The report said several days before her “razakar remarks” the then Prime Minister Sheikh Hasina privately and publicly signalled that she would take a hard-line approach indifferent ways including by appointing the feared DGFI military intelligence agency as the interface with the student movement.
It said senior government officials and Awami League leaders publicly echoed the approach and started to delegitimize and intimidate the student protesters, “laying the ground for the violations that followed”.
The report said from mid-July the former government and the Awami League mobilised a continuously expanding circle of armed actors, who used increasingly violent means to suppress the protest movement through systematic serious human rights violations and abuses.
According to the report these actions resulted in hundreds of extrajudicial killings, injuries of thousands more and infliction of extensive arbitrary arrest and detention, torture and other forms of ill-treatment.
The OHCHR said the initial effort to suppress protests consisted of brutal attacks by armed Chhatra League activists against male and female students exercising their right of peaceful assembly on and around university premises while these attacks were orchestrated and incited by senior Awami League leaders and several government ministers.
It recounted that drawing on offensive terminology introduced by the then premier regarding the protesters the Chhatra League President publicly pledged that no ‘razakar will be on the streets’ from July 15, and he gave a ‘directive’ to Chhatra League and other party activists to deal with the student protesters.

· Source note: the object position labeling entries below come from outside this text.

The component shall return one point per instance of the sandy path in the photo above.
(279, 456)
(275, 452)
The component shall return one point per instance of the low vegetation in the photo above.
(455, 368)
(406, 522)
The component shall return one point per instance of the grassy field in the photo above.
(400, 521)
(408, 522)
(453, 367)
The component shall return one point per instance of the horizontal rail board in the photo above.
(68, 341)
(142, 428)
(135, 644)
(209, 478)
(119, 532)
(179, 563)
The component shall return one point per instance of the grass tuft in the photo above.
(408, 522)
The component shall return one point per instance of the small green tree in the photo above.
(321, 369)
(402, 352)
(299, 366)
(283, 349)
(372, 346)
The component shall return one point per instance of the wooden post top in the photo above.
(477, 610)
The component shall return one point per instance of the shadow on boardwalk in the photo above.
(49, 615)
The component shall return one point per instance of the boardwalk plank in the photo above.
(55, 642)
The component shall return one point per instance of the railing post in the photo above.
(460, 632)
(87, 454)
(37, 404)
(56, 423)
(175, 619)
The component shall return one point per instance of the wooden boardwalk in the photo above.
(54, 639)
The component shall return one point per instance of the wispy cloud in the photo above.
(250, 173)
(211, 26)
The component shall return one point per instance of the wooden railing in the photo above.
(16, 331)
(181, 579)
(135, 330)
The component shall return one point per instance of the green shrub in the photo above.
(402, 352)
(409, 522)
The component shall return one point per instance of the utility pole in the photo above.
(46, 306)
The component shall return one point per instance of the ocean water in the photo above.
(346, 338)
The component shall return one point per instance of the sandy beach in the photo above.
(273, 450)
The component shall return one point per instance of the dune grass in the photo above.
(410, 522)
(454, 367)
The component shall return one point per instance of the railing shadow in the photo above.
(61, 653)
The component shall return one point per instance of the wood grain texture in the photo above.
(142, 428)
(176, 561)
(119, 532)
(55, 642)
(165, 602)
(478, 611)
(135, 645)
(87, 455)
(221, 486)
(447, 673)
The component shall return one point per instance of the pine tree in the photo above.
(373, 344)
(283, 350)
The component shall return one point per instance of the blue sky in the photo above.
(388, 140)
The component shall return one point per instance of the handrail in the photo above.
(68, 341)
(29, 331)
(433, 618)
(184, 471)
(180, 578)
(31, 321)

“Obaidul Quader, Awami League’s second highest official and a senior government minister, reinforced the call for violence. Three other ministers made inciting statements branding the students as traitors and razakars who no longer had the right to protest,” the report read.
It said armed Awami League supporters continued to launch attacks on protesters, jointly or in alignment with the state security forces as the protests continued and in some cases parliament members and state officials led the attacks.
“While helicopters sought to intimidate protesters from above, the police and RAB on the ground used disproportionate force, especially by shooting military rifles and shotguns loaded with lethal ammunition at protesters who were often trying to block roads but did not present an imminent threat of death or serious injury.”
The report said as a result of the actions “many protesters felt compelled to defend themselves”.
“Some elements in the crowds also initiated unlawful violence targeting government buildings, transport infrastructure and police, to which the government responded with the indiscriminate and disproportionate use of firearms,” the OHCHR observed.